Baal era o nome do deus supremo adorado no antigo Canaã e Fenícia. A prática do culto a Baal infiltrou a vida religiosa judaica durante o período dos Juízes, espalhando-se em Israel durante o reinado de Acabe e influenciando também Judá. A palavra baal significa “senhor”, e seu plural é baalim. Em geral, Baal era considerado um deus da fertilidade, acreditado por possibilitar o crescimento das colheitas e a multiplicação das famílias. Diferentes regiões o adoravam de maneiras variadas, enfatizando atributos específicos que deram origem a denominações locais do baalismo. Exemplos desses cultos localizados incluem formas de adoração específicas que surgiram em diversas localidades.

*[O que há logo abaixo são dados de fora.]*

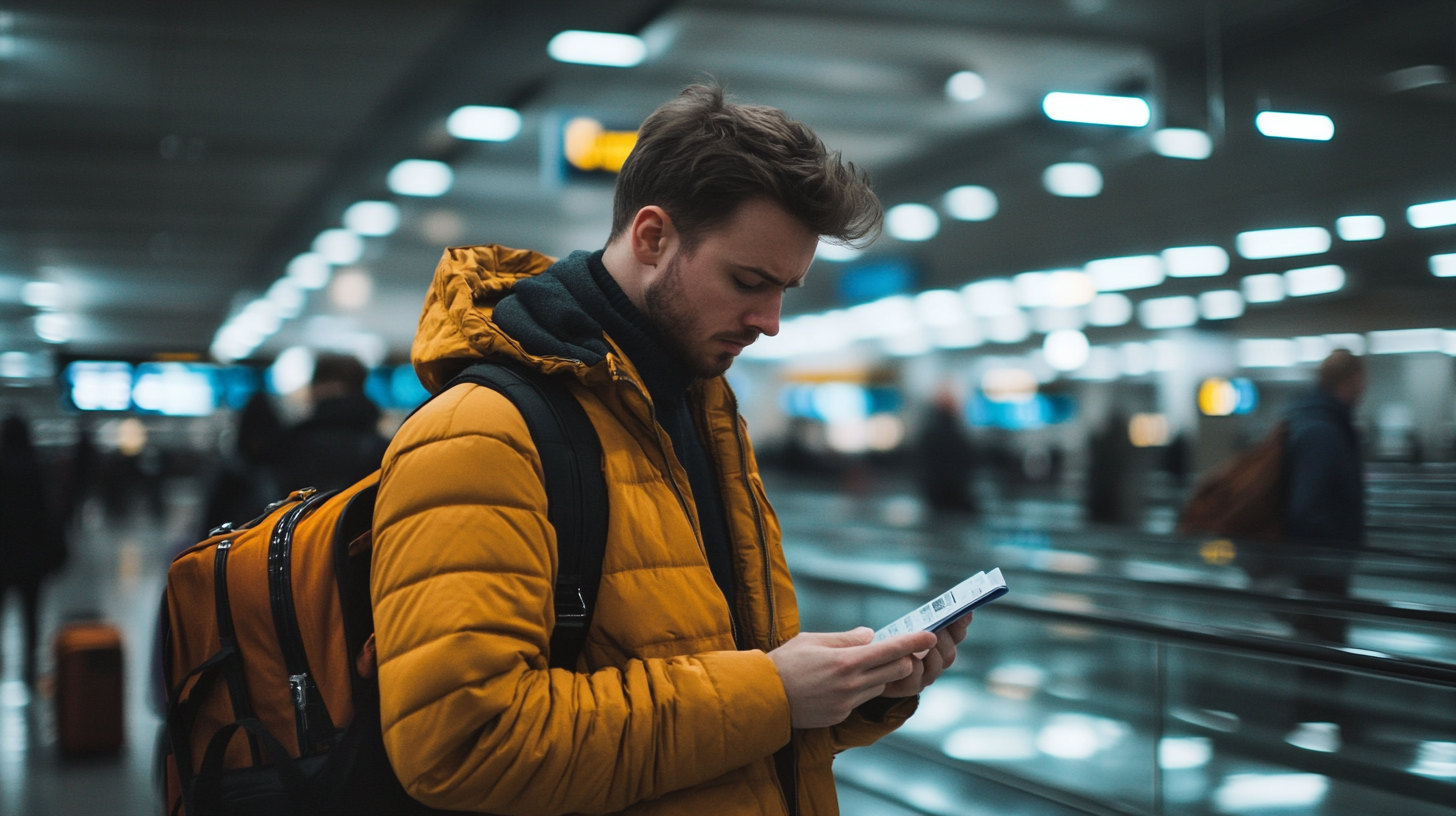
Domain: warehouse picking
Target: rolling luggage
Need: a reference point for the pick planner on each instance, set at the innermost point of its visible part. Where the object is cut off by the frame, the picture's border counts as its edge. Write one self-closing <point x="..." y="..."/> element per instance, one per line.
<point x="89" y="689"/>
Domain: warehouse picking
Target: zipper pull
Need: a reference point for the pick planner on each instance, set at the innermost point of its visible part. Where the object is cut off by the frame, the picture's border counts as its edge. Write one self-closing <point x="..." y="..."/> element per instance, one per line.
<point x="299" y="691"/>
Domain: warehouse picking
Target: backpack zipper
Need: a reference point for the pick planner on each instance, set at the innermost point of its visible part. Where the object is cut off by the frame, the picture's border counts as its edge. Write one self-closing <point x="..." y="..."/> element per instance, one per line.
<point x="667" y="465"/>
<point x="310" y="714"/>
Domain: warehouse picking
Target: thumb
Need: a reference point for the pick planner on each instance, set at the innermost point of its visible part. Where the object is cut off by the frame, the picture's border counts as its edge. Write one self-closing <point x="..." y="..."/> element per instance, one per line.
<point x="858" y="636"/>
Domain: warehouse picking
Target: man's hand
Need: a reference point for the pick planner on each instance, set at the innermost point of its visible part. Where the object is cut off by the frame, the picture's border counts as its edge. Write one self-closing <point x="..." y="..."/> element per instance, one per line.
<point x="929" y="666"/>
<point x="827" y="675"/>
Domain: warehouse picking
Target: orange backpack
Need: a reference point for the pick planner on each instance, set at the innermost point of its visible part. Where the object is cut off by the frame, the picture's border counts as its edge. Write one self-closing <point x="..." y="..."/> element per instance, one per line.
<point x="268" y="631"/>
<point x="1242" y="497"/>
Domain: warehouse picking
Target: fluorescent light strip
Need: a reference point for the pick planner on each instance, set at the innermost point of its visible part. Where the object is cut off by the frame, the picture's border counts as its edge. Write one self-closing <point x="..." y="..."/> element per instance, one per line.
<point x="1097" y="110"/>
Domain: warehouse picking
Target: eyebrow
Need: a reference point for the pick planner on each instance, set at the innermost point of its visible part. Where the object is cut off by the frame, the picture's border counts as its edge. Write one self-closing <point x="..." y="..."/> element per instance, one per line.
<point x="772" y="279"/>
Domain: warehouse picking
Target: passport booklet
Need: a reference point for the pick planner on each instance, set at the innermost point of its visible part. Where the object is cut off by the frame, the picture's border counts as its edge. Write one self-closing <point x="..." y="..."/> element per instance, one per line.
<point x="976" y="590"/>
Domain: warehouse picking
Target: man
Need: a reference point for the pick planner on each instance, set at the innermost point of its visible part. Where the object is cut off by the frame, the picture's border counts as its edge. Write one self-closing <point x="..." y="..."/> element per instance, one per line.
<point x="339" y="443"/>
<point x="1324" y="506"/>
<point x="695" y="692"/>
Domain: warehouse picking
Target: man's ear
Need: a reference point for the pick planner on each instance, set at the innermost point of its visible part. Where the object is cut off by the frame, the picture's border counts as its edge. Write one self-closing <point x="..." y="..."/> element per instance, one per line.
<point x="653" y="235"/>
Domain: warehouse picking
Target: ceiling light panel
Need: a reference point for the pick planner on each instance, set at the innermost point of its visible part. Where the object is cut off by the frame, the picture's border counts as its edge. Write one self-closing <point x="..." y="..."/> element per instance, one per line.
<point x="1072" y="179"/>
<point x="1360" y="228"/>
<point x="1097" y="110"/>
<point x="1183" y="143"/>
<point x="1282" y="242"/>
<point x="1196" y="261"/>
<point x="484" y="123"/>
<point x="597" y="48"/>
<point x="1120" y="274"/>
<point x="1312" y="127"/>
<point x="421" y="178"/>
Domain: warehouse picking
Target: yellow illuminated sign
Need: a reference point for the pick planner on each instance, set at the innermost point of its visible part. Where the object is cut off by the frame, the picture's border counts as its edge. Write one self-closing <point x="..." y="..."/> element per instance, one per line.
<point x="1217" y="397"/>
<point x="588" y="146"/>
<point x="1148" y="430"/>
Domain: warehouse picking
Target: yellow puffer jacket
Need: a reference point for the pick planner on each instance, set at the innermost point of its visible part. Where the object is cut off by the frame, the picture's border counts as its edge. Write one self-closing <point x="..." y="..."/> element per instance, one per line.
<point x="663" y="713"/>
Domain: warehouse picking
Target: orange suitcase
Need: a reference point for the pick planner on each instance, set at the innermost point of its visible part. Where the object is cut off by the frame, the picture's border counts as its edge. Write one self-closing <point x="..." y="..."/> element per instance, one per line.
<point x="89" y="689"/>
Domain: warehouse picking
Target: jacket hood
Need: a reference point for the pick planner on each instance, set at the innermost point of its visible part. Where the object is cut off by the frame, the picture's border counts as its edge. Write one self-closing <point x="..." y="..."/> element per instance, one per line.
<point x="457" y="327"/>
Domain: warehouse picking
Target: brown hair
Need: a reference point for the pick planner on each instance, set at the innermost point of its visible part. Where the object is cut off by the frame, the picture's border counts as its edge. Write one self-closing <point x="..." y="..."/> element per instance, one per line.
<point x="701" y="156"/>
<point x="1340" y="367"/>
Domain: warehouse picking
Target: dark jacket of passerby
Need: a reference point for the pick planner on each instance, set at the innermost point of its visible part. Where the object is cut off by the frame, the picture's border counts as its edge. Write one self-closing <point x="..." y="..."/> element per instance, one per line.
<point x="246" y="481"/>
<point x="335" y="448"/>
<point x="1324" y="494"/>
<point x="31" y="544"/>
<point x="945" y="459"/>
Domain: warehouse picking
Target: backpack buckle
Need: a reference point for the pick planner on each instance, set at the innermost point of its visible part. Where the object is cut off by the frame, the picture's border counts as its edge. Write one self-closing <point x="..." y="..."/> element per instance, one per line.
<point x="571" y="609"/>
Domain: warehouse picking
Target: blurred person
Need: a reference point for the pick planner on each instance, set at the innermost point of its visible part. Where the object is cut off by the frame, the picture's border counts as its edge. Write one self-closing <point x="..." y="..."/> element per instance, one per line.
<point x="339" y="443"/>
<point x="31" y="542"/>
<point x="945" y="458"/>
<point x="695" y="691"/>
<point x="1324" y="506"/>
<point x="245" y="481"/>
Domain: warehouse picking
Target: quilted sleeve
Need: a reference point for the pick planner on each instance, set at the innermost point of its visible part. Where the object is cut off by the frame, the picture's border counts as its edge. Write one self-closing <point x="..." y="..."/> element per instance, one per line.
<point x="462" y="582"/>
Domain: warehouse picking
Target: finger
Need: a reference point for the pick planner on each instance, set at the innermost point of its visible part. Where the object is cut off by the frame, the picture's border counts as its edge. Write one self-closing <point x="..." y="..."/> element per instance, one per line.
<point x="888" y="672"/>
<point x="893" y="649"/>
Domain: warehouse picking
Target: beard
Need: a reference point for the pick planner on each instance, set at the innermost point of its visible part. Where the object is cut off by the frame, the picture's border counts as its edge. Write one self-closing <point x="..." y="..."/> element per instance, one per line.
<point x="680" y="328"/>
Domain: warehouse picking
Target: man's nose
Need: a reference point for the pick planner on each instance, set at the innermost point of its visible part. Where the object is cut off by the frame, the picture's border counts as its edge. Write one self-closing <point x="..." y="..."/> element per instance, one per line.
<point x="765" y="318"/>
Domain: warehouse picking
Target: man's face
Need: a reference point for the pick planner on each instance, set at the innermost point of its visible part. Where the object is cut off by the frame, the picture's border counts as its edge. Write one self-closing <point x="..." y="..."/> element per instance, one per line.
<point x="712" y="302"/>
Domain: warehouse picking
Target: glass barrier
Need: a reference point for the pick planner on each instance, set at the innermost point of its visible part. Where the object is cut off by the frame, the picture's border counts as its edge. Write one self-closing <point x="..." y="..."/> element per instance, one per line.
<point x="1126" y="711"/>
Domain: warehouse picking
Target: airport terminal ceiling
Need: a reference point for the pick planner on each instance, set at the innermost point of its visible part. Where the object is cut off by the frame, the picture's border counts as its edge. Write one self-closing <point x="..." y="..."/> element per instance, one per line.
<point x="163" y="162"/>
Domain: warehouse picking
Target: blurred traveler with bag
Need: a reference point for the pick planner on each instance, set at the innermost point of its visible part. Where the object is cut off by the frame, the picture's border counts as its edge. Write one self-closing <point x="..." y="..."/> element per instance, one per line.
<point x="695" y="691"/>
<point x="339" y="443"/>
<point x="31" y="539"/>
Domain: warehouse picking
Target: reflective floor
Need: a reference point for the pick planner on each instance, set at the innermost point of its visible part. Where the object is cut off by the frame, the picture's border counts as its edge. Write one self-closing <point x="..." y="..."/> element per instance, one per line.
<point x="1043" y="716"/>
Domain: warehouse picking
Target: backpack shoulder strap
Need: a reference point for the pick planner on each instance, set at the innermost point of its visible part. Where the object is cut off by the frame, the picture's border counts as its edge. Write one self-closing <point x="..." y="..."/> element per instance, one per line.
<point x="575" y="491"/>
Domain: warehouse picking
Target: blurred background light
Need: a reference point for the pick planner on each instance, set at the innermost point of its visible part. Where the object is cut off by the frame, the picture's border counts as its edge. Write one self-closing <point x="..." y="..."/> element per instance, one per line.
<point x="1120" y="274"/>
<point x="1072" y="179"/>
<point x="970" y="203"/>
<point x="1257" y="245"/>
<point x="421" y="178"/>
<point x="912" y="222"/>
<point x="287" y="297"/>
<point x="1183" y="143"/>
<point x="1267" y="353"/>
<point x="941" y="308"/>
<point x="990" y="297"/>
<point x="1196" y="261"/>
<point x="309" y="270"/>
<point x="1263" y="289"/>
<point x="1148" y="430"/>
<point x="53" y="327"/>
<point x="1008" y="328"/>
<point x="1314" y="280"/>
<point x="351" y="289"/>
<point x="1110" y="309"/>
<point x="1360" y="228"/>
<point x="1431" y="214"/>
<point x="291" y="370"/>
<point x="484" y="123"/>
<point x="1066" y="350"/>
<point x="41" y="295"/>
<point x="376" y="219"/>
<point x="1097" y="110"/>
<point x="1220" y="305"/>
<point x="1277" y="124"/>
<point x="966" y="86"/>
<point x="338" y="246"/>
<point x="1168" y="312"/>
<point x="597" y="48"/>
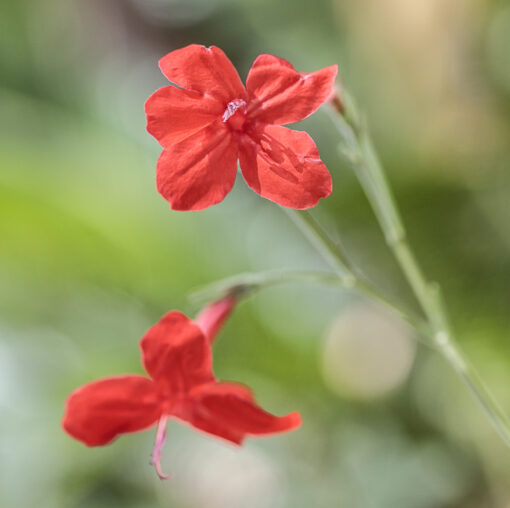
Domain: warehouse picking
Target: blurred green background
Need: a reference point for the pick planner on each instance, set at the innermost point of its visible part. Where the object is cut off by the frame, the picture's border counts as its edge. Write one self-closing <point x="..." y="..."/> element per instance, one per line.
<point x="91" y="255"/>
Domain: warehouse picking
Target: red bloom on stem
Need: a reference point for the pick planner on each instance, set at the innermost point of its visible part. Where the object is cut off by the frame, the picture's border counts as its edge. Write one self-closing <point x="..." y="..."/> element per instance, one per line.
<point x="176" y="353"/>
<point x="212" y="120"/>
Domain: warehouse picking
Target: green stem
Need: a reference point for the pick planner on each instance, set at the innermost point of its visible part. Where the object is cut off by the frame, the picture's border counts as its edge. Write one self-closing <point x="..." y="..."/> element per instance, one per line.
<point x="358" y="148"/>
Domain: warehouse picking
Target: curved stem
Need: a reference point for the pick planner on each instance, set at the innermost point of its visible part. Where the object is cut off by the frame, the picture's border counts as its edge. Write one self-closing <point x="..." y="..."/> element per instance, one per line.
<point x="359" y="150"/>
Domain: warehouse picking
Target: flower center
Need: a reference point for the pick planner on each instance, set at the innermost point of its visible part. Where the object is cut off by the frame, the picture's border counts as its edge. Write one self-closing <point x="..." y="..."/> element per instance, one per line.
<point x="235" y="114"/>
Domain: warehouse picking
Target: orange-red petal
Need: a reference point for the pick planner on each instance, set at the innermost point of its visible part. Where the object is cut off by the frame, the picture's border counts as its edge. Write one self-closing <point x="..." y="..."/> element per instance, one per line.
<point x="278" y="94"/>
<point x="200" y="170"/>
<point x="229" y="411"/>
<point x="177" y="355"/>
<point x="284" y="166"/>
<point x="98" y="412"/>
<point x="173" y="114"/>
<point x="204" y="70"/>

De acordo com algumas versões da mitologia cananeia, Baal era filho de Dagon; outros relatos o apresentam como filho de El, o deus principal, e de Asherá, a deusa do mar. Ele era considerado o mais poderoso de todos os deuses, ao ponto de ofuscar El, que era visto como fraco e ineficaz. Em várias narrativas, Baal derrota Yamm, o deus do mar, e Mot, o deus da morte e do submundo. Suas consortes incluíam Ashtoreth, deusa da fertilidade associada às estrelas, e Anate, deusa do amor e da guerra. Os cananeus o veneravam tanto como deus do sol e das tempestades—geralmente representado segurando um raio—quanto como um deus que proporcionava a fertilidade e o sucesso das colheitas.
O culto a Baal estava enraizado em práticas sensuais e envolvia a prostituição ritualística nos templos. Em determinadas ocasiões, aplacar Baal exigia sacrifícios humanos, frequentemente o primogênito daquele que oferecia o sacrifício. Os sacerdotes de Baal realizavam rituais intensos, com gritos extáticos e auto-flagelação, numa tentativa de chamar a atenção do deus para suas demandas.
Antes que os hebreus ingressassem na Terra Prometida, Deus advertira contra a adoração dos deuses cananeus, mas Israel acabou se entregando à idolatria. No auge do culto a Baal, durante o reinado de Acabe e Jezabel, Deus confrontou diretamente o paganismo por meio do profeta Elias. Primeiramente, demonstrou ser Ele, e não Baal, o controlador da chuva, causando uma seca que durou três anos e meio. Em seguida, Elias convocou um confronto no Monte Carmelo para provar, de forma definitiva, quem era o verdadeiro Deus. Enquanto 450 profetas de Baal clamavam por fogo divino durante todo o dia, nenhum deles obteve resposta. Após o fracasso desses profetas, Elias fez uma oração simples e Deus respondeu imediatamente enviando fogo do céu, convencendo o povo da supremacia do Senhor.
No Novo Testamento, há uma referência na qual Jesus associa Satanás a Baal-Zebub, um deus filisteu. Dessa forma, os baalim mencionados no Antigo Testamento são apresentados como demônios disfarçados de deuses, ressaltando que toda idolatria representa, em última análise, uma forma de adoração do diabo.